Ah, Women.........
The gorgeous Marilyn Monroe once famously said, “I don’t mind living in a man’s world as long as I can be a woman in it.” At the very outset, I want to clarify that my intention is not to offend womenfolk in any manner. I am a woman too, and am proud of being one. This write–up is just an outlet for my thoughts in an idle afternoon of this winter, and should be taken up in a light hearted spirit.
Ever wondered how the human mind can traverse such a wide range of just about everything within a few moments? I do not know about the men, but we womenfolk always have something or the other buzzing in our active minds anytime. Some enterprising men prefer to refer to this phenomenon as the result of an empty mind. Others coin the appellation “gossip” to the verbal outflow of our thoughts. But honestly we do have a lot of things going on in our minds all the time. Starting from the grocery, the electricity bill, the unpunctual daily help, the leaking pipe in the washroom, the impending vaccination of the babies, the new stranger in the sixth floor apartment who does not like to mingle with the neighbours (why?), and added to that the professional tensions of a working lady, like yours truly, is indeed too much to handle by the limited grey cells of our brains. We women have one more issue to deal with; to make a mountain out of a mole and keep on pondering about a small issue till it reaches gigantic dimensions. So much so that many of our tribe lose sleep over trivial things and become absent minded in the daytime.
I remember one aunt of mine in Guwahati who used to worry a lot all the time. Be it the neighbourhood daughter-in-law who did not conceive even after two years of marital bliss, or the young boy from the big house who played cricket in the midst of his board examinations, she was always worrying. During one such “worrying” spell, she came running to our home and told my mother that she urgently needed a pressure cooker as she was unable to trace her own, and she was cooking up something special for some guests in the evening. My mother, who is a daily visitor to her place, wondered who could have taken a big pressure cooker from Aunty’s kitchen. She accompanied Aunty in order to help her trace the cooker, and after frantic searching, the kitchenware in question was found in the huge almirah in her bedroom where Aunty used to keep her sarees. In one of her absent minded episodes, she put a cooker full of chick-peas in the almirah!!
A fraction of a delay in the timing of my husband reaching home from his workplace, and lo! My mind is swarmed with all the ugly and horrible consequences possible. Ranging from some road accident to some bomb blast to some burglars stopping the car and harming him fills up the mind. I sometimes wonder if I had put all these imaginations in writing from the very beginning, by now I could have finished writing a novel or some screenplay for an interesting Bollywood flick.
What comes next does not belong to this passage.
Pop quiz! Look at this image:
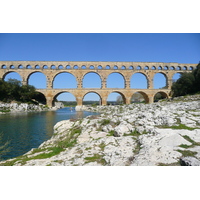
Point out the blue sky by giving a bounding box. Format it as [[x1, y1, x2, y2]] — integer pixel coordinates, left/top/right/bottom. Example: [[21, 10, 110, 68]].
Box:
[[0, 33, 200, 100]]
I ask my husband if he worries too and thinks about untoward consequences when I am late in reaching home at times, and he gives me this ‘ah-you-women-and-your-petty-worries’ type of look and keeps silent. This sets in motion another train of thought in my mind that with time, he has stopped caring about me and blah blah…..
One other invariable constant trait of many of us (read females) is that we never get tired of worrying and discussing about others’ private matters (gossip). I have heard many a woman declare in public that she does not like to waste time in gossiping and likes to utilize her time in a productive manner like reading. But the moment she meets another person of her clan, the words become unstoppable. I too am a victim of this disease. Many a times, I want my mouth to clam up on its own, but it goes on and on. The pleasure in discussing the lives of others overshadows our rational thinking during gossiping sessions. I hope I can rectify this trait of mine in the new year (though the hopes are quite slim).
But I believe many such gossips carry no malice on reality. Its just what now the young people call “time-pass”. As Abe Lincoln rightly remarked, “A woman is the only thing I am afraid of that I know will not hurt me.”